Since the 1960s, Chuck Close has been considered one of the best painters and photographers in the country. Long before his injury in 1988 (a freak spinal artery collapse), he was already world-renowned. In 1969, he sold his first painting to the Walker Art Center in Minneapolis; an oversized portrait of a friend. His giant photorealism portraits have become one of the most memorable American artistic styles of today.
When his injury first occurred, Chuck was only concerned if he could paint again. When he got his answer — yes — he knew he needed help creating a motorized canvas, which has made all the difference in Chuck’s painting career.
Photorealism is his thing. One portrait typically takes 14 months to finish and he’s made portraits of both celebs and non celebs. He even made one of President Obama.
Some of the 20 luminaries Vanity Fair chose to be photographed by Chuck include Bruce Willis, Oprah Winfrey, Scarlett Johansson, Forest Whitaker, Robert De Niro, Brad Pitt, Dustin Hoffman, Julia Roberts, Kate Winslet, Bette Midler, Steven Spielberg, Sean Penn, Martin Scorsese, Javier Bardem, George Clooney, and Jessica Lange.
The photos required Chuck to get up close and personal. He telescoped his a rare 20-by-24 inch Polaroid camera right up in each celeb’s face to get the shot. I don’t know how he does this without breaking a sweat around such cool people. If anything, it seems like he made them sweat.

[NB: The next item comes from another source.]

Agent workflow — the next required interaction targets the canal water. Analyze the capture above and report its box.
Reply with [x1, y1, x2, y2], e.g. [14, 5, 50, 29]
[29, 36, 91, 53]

For the photoshoots, Chuck instructed the celebrities to do their own hair and makeup, have no wardrobe person and to just come in “as themselves” as much as possible. The point: to show the depth, the realness of these celebrities, which so often media outlets don’t seem to care about. There are no retouches here folks, just your favorite stars showing who they really are under the starry glamor.
Vanity Fair also created a video compilation of the photoshoots, highlighting the most memorable moments and celebrity reactions to their headshot. The video also includes an in-depth interview with Chuck on what the project meant to him. Watch the Vanity Fair video now.
Above all, what I love most about this photoshoot, other than the fact it was snapped by someone with a spinal cord injury, is that the photos are true and complete representations of the subjects.
What is your favorite piece of work by Chuck Close?